Growers have been relying on educated guesses based on visual cues, past experience and perhaps tools such as soil-moisture sensors. "I suspect in the beginning of the season (many) over-irrigate," he says.
For now, irrigation isn't a major cost for strawberry growers.
But that may change, given changing weather patterns and growing competition for water. "We're going to have to get more serious about water in this state," Morgan says.
Making irrigation management more efficient also provides cost benefits, he says. Some growers have switched over to automated systems that are run from a computer screen, but far more drive from one citrus grove to another to start pumps manually.

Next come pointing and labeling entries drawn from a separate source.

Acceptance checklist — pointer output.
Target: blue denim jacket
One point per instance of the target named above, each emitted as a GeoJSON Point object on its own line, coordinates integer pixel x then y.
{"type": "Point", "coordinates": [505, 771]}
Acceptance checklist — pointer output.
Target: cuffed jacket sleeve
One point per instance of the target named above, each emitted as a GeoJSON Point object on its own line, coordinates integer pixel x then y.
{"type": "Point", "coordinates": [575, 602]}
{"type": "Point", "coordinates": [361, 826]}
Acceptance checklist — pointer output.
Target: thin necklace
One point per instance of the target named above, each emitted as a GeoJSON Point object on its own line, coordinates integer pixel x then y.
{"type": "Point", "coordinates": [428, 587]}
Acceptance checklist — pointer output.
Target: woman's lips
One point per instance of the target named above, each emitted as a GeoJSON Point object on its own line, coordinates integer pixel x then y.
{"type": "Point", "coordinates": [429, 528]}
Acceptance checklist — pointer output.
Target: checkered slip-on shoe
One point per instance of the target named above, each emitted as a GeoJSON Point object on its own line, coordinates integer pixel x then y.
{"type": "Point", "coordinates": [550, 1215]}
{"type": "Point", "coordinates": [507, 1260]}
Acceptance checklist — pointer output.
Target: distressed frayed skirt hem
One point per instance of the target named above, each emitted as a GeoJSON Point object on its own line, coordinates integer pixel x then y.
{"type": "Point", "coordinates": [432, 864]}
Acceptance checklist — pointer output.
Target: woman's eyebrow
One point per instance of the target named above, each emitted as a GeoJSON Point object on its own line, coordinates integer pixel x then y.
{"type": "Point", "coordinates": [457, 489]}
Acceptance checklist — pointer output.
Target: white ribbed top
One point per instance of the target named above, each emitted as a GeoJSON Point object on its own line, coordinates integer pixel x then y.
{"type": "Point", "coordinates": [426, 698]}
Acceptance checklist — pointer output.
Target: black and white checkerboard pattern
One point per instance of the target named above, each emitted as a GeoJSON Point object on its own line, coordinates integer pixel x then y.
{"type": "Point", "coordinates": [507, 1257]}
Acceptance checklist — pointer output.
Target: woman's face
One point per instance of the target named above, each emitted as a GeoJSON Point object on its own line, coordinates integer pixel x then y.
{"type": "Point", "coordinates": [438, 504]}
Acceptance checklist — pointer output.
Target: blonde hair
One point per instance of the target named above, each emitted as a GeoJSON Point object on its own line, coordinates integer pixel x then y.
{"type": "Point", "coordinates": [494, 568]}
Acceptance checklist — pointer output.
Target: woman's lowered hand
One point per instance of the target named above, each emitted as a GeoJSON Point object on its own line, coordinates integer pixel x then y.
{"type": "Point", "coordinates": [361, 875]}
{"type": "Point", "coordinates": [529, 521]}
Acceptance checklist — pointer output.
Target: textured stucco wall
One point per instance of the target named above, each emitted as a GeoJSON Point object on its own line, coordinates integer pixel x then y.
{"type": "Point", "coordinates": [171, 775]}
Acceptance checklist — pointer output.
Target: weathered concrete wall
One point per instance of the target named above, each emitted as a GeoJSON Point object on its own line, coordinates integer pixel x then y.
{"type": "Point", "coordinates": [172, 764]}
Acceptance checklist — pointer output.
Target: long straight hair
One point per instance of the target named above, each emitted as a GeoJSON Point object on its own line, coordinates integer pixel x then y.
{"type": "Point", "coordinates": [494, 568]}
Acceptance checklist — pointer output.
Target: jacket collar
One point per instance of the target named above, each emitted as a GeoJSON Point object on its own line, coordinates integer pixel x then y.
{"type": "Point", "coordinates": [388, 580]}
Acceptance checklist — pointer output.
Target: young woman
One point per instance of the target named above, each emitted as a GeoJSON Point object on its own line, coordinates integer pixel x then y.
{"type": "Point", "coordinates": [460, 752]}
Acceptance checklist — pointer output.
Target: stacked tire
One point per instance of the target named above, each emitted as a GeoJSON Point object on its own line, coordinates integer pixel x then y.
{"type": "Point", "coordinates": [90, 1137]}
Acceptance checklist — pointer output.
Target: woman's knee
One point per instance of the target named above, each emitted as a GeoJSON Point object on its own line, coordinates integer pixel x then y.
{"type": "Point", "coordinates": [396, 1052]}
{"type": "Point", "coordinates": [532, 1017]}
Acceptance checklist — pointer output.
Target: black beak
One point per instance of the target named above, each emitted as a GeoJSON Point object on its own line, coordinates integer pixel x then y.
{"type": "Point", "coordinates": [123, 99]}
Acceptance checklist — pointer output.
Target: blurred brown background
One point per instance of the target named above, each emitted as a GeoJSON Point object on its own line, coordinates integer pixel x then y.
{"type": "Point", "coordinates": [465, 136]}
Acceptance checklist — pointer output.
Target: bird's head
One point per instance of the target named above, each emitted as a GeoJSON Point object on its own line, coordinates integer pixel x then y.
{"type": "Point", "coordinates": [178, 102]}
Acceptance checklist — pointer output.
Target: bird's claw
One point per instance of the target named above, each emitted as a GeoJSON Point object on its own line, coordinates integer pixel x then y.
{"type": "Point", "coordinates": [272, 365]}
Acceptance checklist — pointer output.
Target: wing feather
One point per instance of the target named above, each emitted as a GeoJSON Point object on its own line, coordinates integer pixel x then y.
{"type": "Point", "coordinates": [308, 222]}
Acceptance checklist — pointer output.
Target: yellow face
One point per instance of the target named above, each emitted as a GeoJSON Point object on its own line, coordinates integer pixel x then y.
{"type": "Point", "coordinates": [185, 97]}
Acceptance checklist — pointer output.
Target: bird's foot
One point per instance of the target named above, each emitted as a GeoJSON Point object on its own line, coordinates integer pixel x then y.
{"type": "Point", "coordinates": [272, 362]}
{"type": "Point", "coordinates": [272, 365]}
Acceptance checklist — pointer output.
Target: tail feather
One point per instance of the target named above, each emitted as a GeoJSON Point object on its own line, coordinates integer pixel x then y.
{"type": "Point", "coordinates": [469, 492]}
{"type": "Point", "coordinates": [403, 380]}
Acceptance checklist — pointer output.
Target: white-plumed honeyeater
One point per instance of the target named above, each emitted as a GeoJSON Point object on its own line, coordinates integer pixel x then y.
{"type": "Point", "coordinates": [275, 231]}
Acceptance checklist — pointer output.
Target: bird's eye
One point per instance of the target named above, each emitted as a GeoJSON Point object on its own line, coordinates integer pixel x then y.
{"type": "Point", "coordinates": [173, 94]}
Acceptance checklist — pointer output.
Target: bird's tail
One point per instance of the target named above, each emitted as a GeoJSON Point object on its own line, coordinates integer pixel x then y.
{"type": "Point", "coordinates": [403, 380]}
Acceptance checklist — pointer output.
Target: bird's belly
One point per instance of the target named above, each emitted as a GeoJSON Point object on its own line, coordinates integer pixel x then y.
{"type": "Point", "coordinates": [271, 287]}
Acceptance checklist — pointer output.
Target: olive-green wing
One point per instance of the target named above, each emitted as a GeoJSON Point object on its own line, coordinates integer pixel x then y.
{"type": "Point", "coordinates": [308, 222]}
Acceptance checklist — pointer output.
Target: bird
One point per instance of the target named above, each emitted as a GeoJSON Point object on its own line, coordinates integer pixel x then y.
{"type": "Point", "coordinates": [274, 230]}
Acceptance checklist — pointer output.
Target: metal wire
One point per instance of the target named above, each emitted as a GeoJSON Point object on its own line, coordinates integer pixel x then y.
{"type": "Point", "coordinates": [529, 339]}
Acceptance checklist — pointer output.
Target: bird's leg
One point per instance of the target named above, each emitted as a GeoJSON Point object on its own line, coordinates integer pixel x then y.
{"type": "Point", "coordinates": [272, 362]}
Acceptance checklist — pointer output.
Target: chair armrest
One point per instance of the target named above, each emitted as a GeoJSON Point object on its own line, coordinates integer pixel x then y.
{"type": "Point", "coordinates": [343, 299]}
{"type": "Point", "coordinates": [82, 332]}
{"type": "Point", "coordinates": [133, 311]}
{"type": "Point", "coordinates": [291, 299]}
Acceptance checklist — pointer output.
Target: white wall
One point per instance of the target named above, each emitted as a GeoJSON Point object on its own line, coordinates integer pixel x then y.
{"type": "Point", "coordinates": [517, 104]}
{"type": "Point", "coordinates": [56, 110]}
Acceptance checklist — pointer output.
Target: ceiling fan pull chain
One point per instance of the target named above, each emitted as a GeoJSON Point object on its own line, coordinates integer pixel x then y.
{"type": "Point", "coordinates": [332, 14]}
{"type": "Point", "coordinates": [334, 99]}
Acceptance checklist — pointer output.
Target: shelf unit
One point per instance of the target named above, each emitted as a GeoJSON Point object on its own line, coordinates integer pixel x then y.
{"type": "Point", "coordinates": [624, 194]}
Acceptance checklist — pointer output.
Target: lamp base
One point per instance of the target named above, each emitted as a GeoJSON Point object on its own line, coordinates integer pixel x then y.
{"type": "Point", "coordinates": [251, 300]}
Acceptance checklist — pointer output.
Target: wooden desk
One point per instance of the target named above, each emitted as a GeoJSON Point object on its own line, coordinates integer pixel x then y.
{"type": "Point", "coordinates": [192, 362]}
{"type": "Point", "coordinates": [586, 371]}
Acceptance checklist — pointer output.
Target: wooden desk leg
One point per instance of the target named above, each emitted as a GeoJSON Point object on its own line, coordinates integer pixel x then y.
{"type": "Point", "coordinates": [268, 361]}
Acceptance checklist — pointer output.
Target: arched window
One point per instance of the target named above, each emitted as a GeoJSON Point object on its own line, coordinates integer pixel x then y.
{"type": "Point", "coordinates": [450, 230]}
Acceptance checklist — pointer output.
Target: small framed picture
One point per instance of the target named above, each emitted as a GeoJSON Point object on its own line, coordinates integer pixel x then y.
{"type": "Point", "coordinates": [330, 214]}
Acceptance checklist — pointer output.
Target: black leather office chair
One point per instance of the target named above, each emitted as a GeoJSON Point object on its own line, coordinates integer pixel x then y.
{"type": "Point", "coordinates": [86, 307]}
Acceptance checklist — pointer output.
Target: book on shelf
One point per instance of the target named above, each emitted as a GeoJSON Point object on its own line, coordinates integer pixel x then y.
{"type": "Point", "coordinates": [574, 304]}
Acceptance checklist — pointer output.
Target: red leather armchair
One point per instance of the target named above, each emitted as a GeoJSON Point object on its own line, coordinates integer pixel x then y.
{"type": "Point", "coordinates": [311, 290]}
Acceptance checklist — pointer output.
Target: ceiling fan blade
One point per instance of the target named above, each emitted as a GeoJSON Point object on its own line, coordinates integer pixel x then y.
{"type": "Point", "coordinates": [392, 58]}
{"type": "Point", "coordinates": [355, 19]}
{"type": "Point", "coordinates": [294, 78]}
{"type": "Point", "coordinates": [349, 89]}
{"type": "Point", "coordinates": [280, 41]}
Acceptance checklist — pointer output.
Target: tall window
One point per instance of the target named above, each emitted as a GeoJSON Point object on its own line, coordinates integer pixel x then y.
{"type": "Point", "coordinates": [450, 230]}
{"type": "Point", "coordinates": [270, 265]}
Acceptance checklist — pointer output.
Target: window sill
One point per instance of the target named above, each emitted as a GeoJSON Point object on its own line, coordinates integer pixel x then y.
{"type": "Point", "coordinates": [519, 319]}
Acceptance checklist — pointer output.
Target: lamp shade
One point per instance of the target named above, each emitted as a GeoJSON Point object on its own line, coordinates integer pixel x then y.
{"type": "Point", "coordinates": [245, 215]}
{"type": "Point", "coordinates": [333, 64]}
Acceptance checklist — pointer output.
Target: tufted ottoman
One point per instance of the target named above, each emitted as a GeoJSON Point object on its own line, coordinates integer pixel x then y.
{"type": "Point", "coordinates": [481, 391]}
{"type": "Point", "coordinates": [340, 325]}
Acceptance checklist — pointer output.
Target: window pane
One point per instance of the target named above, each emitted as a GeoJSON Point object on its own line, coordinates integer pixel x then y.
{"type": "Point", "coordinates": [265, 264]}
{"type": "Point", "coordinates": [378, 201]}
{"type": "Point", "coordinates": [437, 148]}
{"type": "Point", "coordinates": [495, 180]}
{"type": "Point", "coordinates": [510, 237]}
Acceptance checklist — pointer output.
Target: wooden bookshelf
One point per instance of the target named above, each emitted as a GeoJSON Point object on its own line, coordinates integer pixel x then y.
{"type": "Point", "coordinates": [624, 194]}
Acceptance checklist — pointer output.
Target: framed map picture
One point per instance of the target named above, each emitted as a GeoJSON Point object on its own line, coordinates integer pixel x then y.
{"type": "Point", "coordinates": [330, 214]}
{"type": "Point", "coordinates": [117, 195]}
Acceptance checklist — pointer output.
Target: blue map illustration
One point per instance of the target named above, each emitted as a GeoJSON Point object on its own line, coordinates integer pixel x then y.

There’s an app for citrus, too
The citrus app also takes into account how much water a grower's irrigation system puts out—combined with tree age, row and tree spacing, weather conditions and similar factors—to calculate the needed running time.
One of the main challenges to building the smart irrigation tools was reducing their scope to only the most necessary and useful data. "A phone screen can't accommodate too much," Fraisse says.
Keep it simple and don't overwhelm users were guiding principles, he says.
Topping the list, however, is involving growers during development and testing to determine exactly what features they need and how they'll use the apps, he says.
One-button access will make the irrigation app a useful tool, says Barry Daniels, citrus production manager for Heller Bros. Packing Corp. in Winter Garden. Just as growers now check the weather forecast when they wake up, they'll also be able to get a look at the day's irrigation recommendations.
Making features as customizable as possible also is important. "Tree spacing is variable and affects irrigation scheduling and patterns," he says.
Daniels now uses FAWN's online recommendations as a base, adjusting them to take into account his own experiences with the company's groves and soil types.
"It works well except in the spring when it's dry," he says. Chris Neuhofer, irrigation supervisor for Orange-Co in Arcadia, says he and his company are intent on "using the tools that technology offers to manage resources in the best way possible."
Currently Orange-Co relies on soil-moisture sensors placed throughout the company's groves to schedule irrigation runs.
Neuhofer also is working with Morgan on a comparison study of the company's site-specific irrigation program and FAWN's recommendations.